競輪選手に愛するものを語ってもらう「競輪愛・選手編」。今回は“巨人”の登場だ。愛知のガッツレーサー・林巨人(愛知・91期)は「きょじん」と書いて「なおと」と読む。身長は159センチと小柄だが巨人! そして巨人だが中日ファン! 小柄でも大きな心で立ち向かう精神力と、中日愛に注目だ。

 まず「なおと」と名づけられることは決まっていた。「一般的な“直人”だと字画が悪かったみたいです。それに大きくなってほしいという思いもあったようで」。父親の身長は一般サイズだが「オカンが140センチ台の前半」で期待を込められこの字が選ばれた。思いはかなわず身長は159センチで止まってしまったが「選手になって常に思っているのが、大きい人には負けたくないということです」と、胸を張った。誰にも負けない大きな強い気持ちが宿っている。

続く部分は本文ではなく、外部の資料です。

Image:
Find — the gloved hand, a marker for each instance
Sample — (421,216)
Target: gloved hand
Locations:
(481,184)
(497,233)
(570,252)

 小さいころは「名前通りに巨人ファンでした」と読売ジャイアンツを応援していた。だが「地元愛が芽生えてきて、中学生くらいには中日ファンになってました」。自身は小学生からずっと水泳で体を鍛え、野球は観戦一本。競輪は父親が大ファンでよく知っており、高校卒業と同時に選手を目指した。

 中日で好きな選手は「立浪(和義)ですね。立浪も背があまり高くなくて小柄で俊敏な動きをしていた。憧れでした」と通算二塁打の記録を持つ名選手が好きだった。「ずっと中日にいてくれて、よそで引退じゃなかったのが本当に良かった」。今年の中日は苦戦続き。「谷繁(元信)兼任監督は1年目なんでなかなか難しいと思う」。気にしているのは投手陣で「岩瀬(仁紀)も来年は厳しいと思うし、浅尾(拓也)も故障ばかり」と危惧する。その上で「来年、再来年と良くなっていくと思う」と信じている。

 珍しい名前だが「巨人という名前が大好き! すぐ覚えてもらえるし、本当にこの名前で良かった!」。“小さな巨人”とはもはや使い古された言葉かもしれないが、この男のためにある言葉だ。